Blood-based epigenetic instability linked to human aging and disease.

A set of 31,744 CpG loci exhibit highly consistent methylation profiles in the blood of young, healthy individuals.

• These loci were identified as epigenetically stable reference points for detecting disease-associated methylation changes.
• The identification relied on blood samples from young, healthy individuals as the baseline.
• These stable loci were then used to assess alterations across 8,886 individuals in 29 diverse cohorts.

Methylation pattern disruption at epigenetically stable loci was observed in both myeloid and lymphoid malignancies.

• The study included hematological cancer cohorts with n=3,159 individuals.
• Disruption at stable loci correlated with clonal burden dynamics throughout leukemia treatment.
• Methylation disruption also correlated with mutation frequency during leukemia treatment.
• Both myeloid and lymphoid malignancy subtypes showed this pattern of disruption.

Methylation levels at epigenetically stable loci become increasingly variable with age in non-cancer cohorts.

• This age-associated increase in methylation variability was observed in non-cancer individuals.
• Non-cancer cohorts included cardiovascular complication patients (n=2,788) and healthy controls (n=2,939).
• The shift in methylation variability with age was identified as a distinct phenomenon from mean methylation level changes.
• This increasing variability represents epigenetic instability as a function of aging.

Age-associated methylation variability at epigenetically stable loci is linked to higher cardiovascular disease risk.

• The increase in methylation variability with age was associated with elevated cardiovascular disease risk.
• This association was observed across cohorts including those with cardiovascular complications (n=2,788).
• The study assessed 29 diverse cohorts in total, spanning hematological cancers, cardiovascular complications, and healthy controls.

Age-associated methylation variability at epigenetically stable loci is linked to lower survival rates.

• Higher methylation instability was associated with lower survival rates in non-cancer cohorts.
• This finding was observed in the context of cardiovascular disease cohorts.
• The total study population assessed was 8,886 individuals across 29 cohorts.

A mechanistic link was uncovered between methylation dynamics and the expansion of maladaptive hematopoietic clones.

• The study identified a connection between methylation instability and clonal hematopoiesis.
• Clonal burden dynamics throughout leukemia treatment correlated with methylation disruption at the identified stable loci.
• This mechanistic link connects epigenetic instability to the biology of aberrant clonal expansion in blood.

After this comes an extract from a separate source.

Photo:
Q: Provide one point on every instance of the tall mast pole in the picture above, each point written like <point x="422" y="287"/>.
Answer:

The study assessed methylation alterations at epigenetically stable loci across 29 diverse cohorts totaling 8,886 individuals.

• Cohorts included hematological cancer patients (n=3,159), cardiovascular complication patients (n=2,788), and healthy controls (n=2,939).
• The 29 cohorts represented diverse disease and demographic contexts.
• This large multi-cohort design enabled cross-disease comparison of methylation instability signatures.

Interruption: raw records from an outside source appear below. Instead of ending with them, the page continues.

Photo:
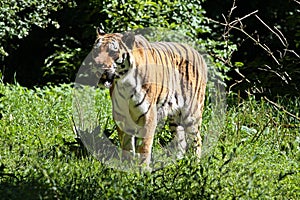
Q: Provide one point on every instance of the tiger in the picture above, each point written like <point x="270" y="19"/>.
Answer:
<point x="150" y="82"/>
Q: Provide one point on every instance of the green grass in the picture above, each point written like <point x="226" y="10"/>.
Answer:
<point x="257" y="155"/>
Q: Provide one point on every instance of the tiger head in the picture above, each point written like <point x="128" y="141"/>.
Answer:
<point x="111" y="56"/>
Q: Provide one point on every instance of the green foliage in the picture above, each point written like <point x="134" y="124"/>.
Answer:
<point x="257" y="154"/>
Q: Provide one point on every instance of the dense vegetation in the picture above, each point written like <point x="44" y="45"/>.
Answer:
<point x="257" y="152"/>
<point x="46" y="41"/>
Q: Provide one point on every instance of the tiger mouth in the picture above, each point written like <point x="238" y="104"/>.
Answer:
<point x="106" y="78"/>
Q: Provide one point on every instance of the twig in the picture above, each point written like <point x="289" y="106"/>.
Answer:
<point x="284" y="43"/>
<point x="282" y="108"/>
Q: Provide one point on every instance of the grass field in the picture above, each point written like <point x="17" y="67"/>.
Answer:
<point x="257" y="155"/>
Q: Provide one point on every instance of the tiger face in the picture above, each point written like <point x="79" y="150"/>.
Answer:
<point x="111" y="56"/>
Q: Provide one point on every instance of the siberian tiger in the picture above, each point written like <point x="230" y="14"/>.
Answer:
<point x="150" y="82"/>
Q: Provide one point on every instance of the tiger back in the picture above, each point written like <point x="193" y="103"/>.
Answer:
<point x="150" y="82"/>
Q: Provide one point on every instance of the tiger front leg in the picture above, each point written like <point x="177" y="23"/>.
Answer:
<point x="127" y="144"/>
<point x="145" y="135"/>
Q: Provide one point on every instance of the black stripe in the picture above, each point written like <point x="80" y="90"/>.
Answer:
<point x="140" y="103"/>
<point x="142" y="115"/>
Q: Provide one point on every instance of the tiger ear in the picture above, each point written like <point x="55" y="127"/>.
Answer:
<point x="100" y="32"/>
<point x="128" y="38"/>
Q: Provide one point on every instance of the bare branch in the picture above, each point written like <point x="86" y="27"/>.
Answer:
<point x="284" y="43"/>
<point x="282" y="108"/>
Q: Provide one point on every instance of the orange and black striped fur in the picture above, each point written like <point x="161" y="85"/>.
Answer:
<point x="150" y="82"/>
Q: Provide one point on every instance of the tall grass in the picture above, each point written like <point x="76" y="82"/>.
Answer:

DNA methylation instability at blood-based epigenetically stable loci is highlighted as a biomarker for both hematological cancer and cardiovascular disease.

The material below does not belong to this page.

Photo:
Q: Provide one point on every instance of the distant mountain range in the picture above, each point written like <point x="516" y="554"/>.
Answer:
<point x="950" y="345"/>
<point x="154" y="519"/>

• The same set of 31,744 stable CpG loci showed utility across cancer and non-cancer disease contexts.
• Disruption was detectable in blood, making this a blood-based biomarker approach.
• The complexity of context-dependent methylation heterogeneity was addressed by focusing on loci that are stable in young healthy blood.
• This approach aims to enable early detection of and intervention in disease processes.